A first transmission line having an electrical length that is one-sixth of the first wavelength corresponding to the first frequency;
A second transmission line having an electrical length that is one-sixth of the first wavelength, and provided to be spaced apart from and opposed to the first transmission line;
An input terminal connected to the first end of the two ends of the first transmission line in the direction of current flow;
A third transmission line having an electrical length that is one sixth of the first wavelength;
A fourth transmission line having an electrical length that is one-sixth of the first wavelength and provided to be opposed to and spaced apart from the third transmission line;
A first output terminal connected to the first end of two ends of the fourth transmission line in the direction of current flow;
A second output terminal connected to the second end of the two ends of the fourth transmission line in the direction of current flow;
A first end having a predetermined electrical length and connected to a first end of the second transmission line opposite to a second end of two ends of the first transmission line in the direction of current flow And a first open end having an open second end,
A first end having a predetermined electrical length and connected to a first end of the third transmission line facing the second end of two ends of the fourth transmission line in the direction of current flow And a second open end having an open second end,
A fifth transmission line having a first end connected to a second end of the second transmission line;
A first end connected to a second end of the third transmission line, and at least a portion of the first transmission line is provided so as to face and separate from at least a part of the fifth transmission line; 6 transmission lines,
A first switch that is provided between the second terminal of the fifth transmission line and the ground, and connects or disconnects the second terminal of the fifth transmission line and the ground;
A second switch provided between the second terminal of the sixth transmission line and the ground, and connecting or releasing the second terminal of the sixth transmission line and the ground;
With
The electrical length of the transmission line comprising each of the first open end, the second transmission line, and the fifth transmission line is three-quarters of the second wavelength corresponding to the second frequency higher than the first frequency.
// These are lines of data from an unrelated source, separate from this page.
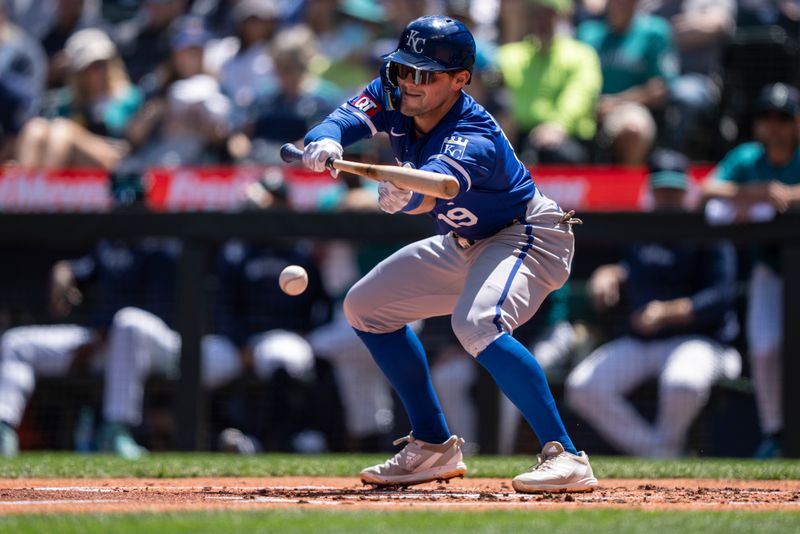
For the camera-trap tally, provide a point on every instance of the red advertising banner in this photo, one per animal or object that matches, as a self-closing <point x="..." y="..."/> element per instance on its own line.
<point x="583" y="188"/>
<point x="63" y="191"/>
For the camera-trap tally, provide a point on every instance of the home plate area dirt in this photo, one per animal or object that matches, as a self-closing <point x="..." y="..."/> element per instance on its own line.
<point x="138" y="494"/>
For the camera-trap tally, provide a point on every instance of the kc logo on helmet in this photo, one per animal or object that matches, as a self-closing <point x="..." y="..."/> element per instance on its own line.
<point x="413" y="41"/>
<point x="454" y="146"/>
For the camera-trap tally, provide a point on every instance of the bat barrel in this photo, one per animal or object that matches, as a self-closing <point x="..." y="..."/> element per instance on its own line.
<point x="290" y="153"/>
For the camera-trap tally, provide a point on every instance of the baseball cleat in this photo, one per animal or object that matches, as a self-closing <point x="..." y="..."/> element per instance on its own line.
<point x="557" y="471"/>
<point x="418" y="462"/>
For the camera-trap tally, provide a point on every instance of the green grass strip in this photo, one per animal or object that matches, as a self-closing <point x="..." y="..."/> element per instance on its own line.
<point x="168" y="465"/>
<point x="314" y="521"/>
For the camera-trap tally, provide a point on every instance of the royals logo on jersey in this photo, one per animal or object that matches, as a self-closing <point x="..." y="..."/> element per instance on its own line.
<point x="454" y="146"/>
<point x="365" y="104"/>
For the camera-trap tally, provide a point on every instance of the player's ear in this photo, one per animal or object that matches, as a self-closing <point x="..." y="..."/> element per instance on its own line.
<point x="460" y="79"/>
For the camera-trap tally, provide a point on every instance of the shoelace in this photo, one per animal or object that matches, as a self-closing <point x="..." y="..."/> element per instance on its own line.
<point x="569" y="218"/>
<point x="395" y="460"/>
<point x="543" y="463"/>
<point x="404" y="439"/>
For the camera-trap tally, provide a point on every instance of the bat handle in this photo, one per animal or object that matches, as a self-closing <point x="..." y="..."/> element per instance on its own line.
<point x="290" y="153"/>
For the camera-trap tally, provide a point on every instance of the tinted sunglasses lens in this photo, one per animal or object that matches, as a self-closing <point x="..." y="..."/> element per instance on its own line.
<point x="421" y="77"/>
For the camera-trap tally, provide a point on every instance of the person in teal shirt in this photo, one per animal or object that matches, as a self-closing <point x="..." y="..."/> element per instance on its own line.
<point x="755" y="180"/>
<point x="638" y="62"/>
<point x="87" y="123"/>
<point x="553" y="82"/>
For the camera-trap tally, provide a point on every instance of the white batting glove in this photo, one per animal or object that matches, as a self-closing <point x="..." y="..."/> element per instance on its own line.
<point x="316" y="154"/>
<point x="391" y="198"/>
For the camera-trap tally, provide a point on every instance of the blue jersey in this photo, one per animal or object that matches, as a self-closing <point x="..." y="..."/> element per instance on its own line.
<point x="467" y="143"/>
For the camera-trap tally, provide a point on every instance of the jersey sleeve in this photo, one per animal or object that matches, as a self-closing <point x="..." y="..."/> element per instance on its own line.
<point x="470" y="159"/>
<point x="664" y="59"/>
<point x="731" y="168"/>
<point x="361" y="116"/>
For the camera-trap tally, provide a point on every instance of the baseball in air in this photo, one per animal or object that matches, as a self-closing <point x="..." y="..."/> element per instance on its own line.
<point x="293" y="280"/>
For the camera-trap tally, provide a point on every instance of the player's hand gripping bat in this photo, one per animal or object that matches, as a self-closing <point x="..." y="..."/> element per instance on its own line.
<point x="425" y="182"/>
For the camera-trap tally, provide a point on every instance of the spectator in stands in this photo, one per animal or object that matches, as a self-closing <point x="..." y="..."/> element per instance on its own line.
<point x="783" y="13"/>
<point x="11" y="105"/>
<point x="347" y="33"/>
<point x="638" y="63"/>
<point x="250" y="71"/>
<point x="145" y="40"/>
<point x="700" y="29"/>
<point x="302" y="99"/>
<point x="70" y="17"/>
<point x="186" y="118"/>
<point x="678" y="320"/>
<point x="753" y="182"/>
<point x="89" y="116"/>
<point x="22" y="72"/>
<point x="553" y="82"/>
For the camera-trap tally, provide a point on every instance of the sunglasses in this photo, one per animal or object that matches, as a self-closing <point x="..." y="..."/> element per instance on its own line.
<point x="421" y="77"/>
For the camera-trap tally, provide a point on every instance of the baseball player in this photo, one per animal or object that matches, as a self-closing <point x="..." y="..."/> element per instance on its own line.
<point x="501" y="247"/>
<point x="753" y="182"/>
<point x="677" y="325"/>
<point x="118" y="273"/>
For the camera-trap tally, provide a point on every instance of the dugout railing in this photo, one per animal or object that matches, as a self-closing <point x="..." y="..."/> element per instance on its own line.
<point x="202" y="232"/>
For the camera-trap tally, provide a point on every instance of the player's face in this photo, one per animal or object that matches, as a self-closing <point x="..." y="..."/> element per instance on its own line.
<point x="422" y="98"/>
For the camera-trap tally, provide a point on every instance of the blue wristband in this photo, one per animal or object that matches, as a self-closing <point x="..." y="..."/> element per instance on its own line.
<point x="414" y="202"/>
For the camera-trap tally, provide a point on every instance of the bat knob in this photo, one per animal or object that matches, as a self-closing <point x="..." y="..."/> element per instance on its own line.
<point x="290" y="153"/>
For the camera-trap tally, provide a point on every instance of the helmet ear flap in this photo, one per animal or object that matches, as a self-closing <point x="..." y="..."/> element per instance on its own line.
<point x="391" y="93"/>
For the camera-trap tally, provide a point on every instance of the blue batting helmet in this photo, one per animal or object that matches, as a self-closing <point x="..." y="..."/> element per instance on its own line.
<point x="435" y="43"/>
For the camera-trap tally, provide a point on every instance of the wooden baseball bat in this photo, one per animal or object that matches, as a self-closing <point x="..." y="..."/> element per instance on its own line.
<point x="425" y="182"/>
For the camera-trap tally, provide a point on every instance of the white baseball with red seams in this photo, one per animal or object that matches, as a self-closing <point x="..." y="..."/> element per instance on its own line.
<point x="293" y="280"/>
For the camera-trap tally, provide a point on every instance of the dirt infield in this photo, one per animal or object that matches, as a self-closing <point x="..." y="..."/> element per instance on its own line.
<point x="136" y="494"/>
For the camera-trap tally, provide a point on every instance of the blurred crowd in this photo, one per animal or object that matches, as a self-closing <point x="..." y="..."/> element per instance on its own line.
<point x="124" y="85"/>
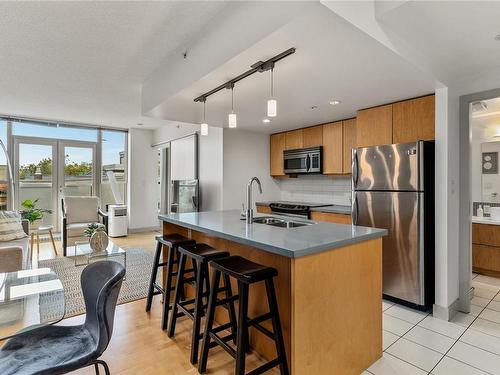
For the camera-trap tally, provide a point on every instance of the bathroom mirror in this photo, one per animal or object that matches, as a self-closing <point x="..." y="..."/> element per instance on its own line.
<point x="490" y="174"/>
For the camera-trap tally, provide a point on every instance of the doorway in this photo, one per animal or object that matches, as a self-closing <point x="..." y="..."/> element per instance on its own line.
<point x="46" y="169"/>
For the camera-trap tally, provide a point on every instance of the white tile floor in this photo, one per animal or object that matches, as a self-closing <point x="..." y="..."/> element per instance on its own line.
<point x="417" y="343"/>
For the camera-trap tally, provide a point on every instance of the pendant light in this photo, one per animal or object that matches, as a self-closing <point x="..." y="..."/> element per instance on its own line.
<point x="272" y="104"/>
<point x="232" y="116"/>
<point x="204" y="125"/>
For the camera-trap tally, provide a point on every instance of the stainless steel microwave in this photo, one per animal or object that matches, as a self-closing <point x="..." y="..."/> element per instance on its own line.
<point x="304" y="160"/>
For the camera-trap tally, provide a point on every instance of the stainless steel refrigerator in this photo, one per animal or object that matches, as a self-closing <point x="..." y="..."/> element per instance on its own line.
<point x="185" y="196"/>
<point x="393" y="188"/>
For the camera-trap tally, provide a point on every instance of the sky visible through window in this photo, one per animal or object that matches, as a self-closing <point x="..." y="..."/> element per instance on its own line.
<point x="113" y="141"/>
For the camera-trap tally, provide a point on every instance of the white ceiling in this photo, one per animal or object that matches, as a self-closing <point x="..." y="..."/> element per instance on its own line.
<point x="334" y="60"/>
<point x="86" y="61"/>
<point x="457" y="38"/>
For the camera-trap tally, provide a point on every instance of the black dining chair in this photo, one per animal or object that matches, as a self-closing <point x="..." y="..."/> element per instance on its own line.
<point x="61" y="349"/>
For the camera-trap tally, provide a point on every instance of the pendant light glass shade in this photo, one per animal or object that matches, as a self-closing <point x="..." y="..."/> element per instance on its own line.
<point x="204" y="125"/>
<point x="272" y="104"/>
<point x="272" y="108"/>
<point x="204" y="129"/>
<point x="231" y="118"/>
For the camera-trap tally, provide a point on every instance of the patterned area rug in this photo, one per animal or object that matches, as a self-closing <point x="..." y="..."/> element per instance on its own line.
<point x="134" y="287"/>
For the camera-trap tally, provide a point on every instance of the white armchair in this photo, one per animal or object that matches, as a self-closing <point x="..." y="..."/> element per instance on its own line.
<point x="77" y="214"/>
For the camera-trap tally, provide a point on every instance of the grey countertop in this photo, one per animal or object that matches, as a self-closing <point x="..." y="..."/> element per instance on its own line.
<point x="332" y="208"/>
<point x="292" y="243"/>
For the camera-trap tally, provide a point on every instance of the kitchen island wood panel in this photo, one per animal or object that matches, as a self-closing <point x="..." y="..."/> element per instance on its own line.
<point x="335" y="309"/>
<point x="486" y="249"/>
<point x="319" y="338"/>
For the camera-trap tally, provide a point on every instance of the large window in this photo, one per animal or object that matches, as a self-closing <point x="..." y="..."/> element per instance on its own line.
<point x="4" y="172"/>
<point x="54" y="131"/>
<point x="114" y="165"/>
<point x="86" y="158"/>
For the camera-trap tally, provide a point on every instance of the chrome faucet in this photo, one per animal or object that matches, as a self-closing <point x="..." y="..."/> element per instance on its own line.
<point x="249" y="210"/>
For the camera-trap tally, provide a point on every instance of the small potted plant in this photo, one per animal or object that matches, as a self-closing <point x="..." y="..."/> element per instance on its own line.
<point x="32" y="213"/>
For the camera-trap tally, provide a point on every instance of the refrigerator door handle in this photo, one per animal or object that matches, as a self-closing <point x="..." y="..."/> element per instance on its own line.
<point x="355" y="169"/>
<point x="355" y="209"/>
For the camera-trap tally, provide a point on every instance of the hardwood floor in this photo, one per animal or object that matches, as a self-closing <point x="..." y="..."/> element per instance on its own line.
<point x="139" y="346"/>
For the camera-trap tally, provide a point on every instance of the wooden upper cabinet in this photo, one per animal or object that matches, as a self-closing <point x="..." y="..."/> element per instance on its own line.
<point x="312" y="136"/>
<point x="277" y="146"/>
<point x="332" y="148"/>
<point x="374" y="126"/>
<point x="413" y="120"/>
<point x="348" y="136"/>
<point x="294" y="139"/>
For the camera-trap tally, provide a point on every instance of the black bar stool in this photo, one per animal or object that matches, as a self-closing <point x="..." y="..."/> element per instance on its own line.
<point x="200" y="255"/>
<point x="172" y="242"/>
<point x="246" y="273"/>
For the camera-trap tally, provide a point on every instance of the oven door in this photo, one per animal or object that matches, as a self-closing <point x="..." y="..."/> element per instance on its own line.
<point x="296" y="162"/>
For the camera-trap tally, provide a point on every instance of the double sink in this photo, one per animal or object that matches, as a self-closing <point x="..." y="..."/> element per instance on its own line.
<point x="281" y="223"/>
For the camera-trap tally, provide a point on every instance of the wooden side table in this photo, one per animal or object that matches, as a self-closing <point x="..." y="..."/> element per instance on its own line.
<point x="42" y="229"/>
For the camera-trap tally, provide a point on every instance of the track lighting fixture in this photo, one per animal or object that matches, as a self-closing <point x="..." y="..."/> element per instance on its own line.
<point x="204" y="125"/>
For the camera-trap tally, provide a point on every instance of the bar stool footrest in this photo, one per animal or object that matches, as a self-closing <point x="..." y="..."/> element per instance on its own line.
<point x="222" y="341"/>
<point x="265" y="367"/>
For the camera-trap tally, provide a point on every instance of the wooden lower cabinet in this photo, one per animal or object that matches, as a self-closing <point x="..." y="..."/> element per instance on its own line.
<point x="486" y="249"/>
<point x="330" y="217"/>
<point x="263" y="209"/>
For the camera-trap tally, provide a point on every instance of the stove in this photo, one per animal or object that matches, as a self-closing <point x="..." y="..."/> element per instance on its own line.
<point x="302" y="210"/>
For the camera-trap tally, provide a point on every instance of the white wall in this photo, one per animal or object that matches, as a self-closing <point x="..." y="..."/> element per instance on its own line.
<point x="142" y="164"/>
<point x="246" y="154"/>
<point x="173" y="131"/>
<point x="210" y="160"/>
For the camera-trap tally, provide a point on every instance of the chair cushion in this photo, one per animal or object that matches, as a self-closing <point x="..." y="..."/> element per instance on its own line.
<point x="81" y="209"/>
<point x="10" y="226"/>
<point x="48" y="350"/>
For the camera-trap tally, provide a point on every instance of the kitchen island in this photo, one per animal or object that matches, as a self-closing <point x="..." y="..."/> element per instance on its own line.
<point x="329" y="286"/>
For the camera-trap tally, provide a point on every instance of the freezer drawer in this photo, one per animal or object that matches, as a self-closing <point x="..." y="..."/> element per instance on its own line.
<point x="401" y="213"/>
<point x="389" y="167"/>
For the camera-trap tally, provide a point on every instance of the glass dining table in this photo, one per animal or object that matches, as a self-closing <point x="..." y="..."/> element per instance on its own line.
<point x="29" y="299"/>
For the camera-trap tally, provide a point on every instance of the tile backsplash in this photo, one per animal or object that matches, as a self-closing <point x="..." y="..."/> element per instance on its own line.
<point x="317" y="189"/>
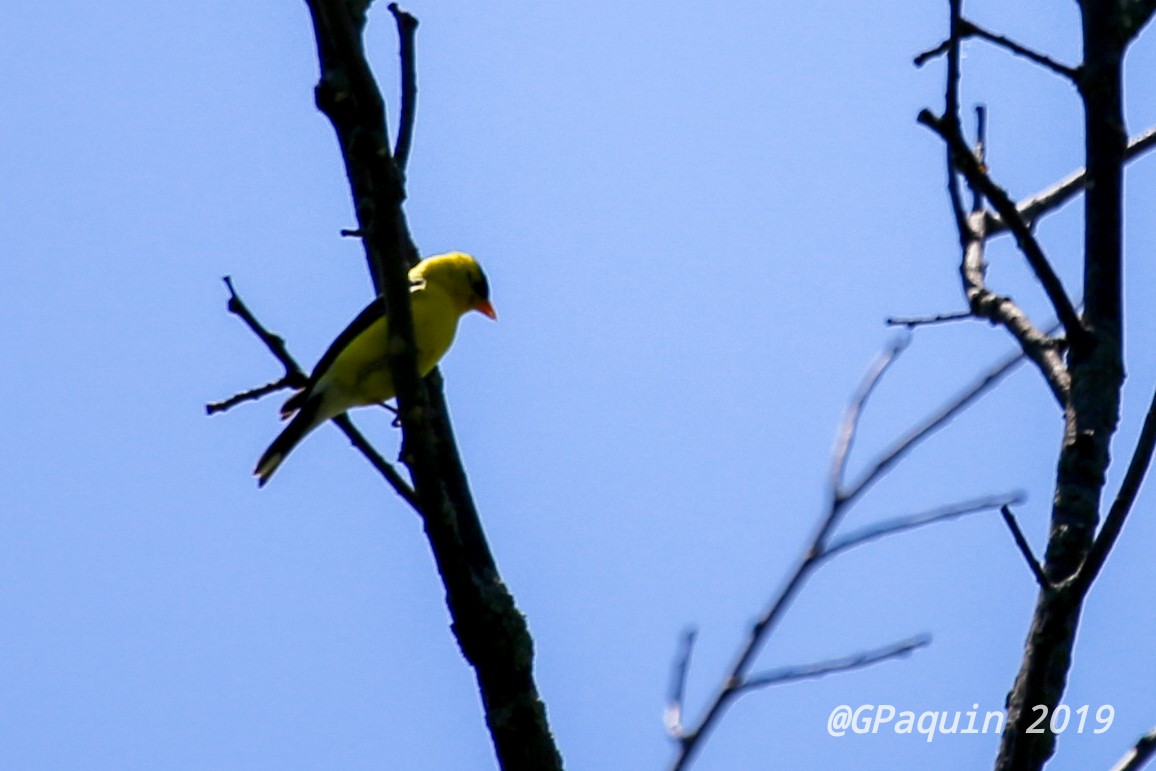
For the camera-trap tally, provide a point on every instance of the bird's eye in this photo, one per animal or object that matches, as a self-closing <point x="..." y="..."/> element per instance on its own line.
<point x="481" y="287"/>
And
The electrical length of the transmission line comprising each of the second open end, the third transmission line, and the sixth transmission line is three quarters of the second wavelength.
Filter circuit.
The first wavelength is
1.5 times the second wavelength,
The filter circuit according to claim 1.
The first open end and the second open end are
Having an electrical length that is a quarter of the second wavelength;
The filter circuit according to claim 1 or 2.
At least one of the second end of the first open end and the second end of the second open end is
One end is connected to the other end of the capacitor connected to the ground,
The filter circuit as described in any one of Claims 1-3.
The capacitance of the capacitor is variable.
The filter circuit according to claim 4.
Opening the first switch and the second switch according to claim 1;
Short-circuiting the first switch and the second switch;
Including a frequency switching method.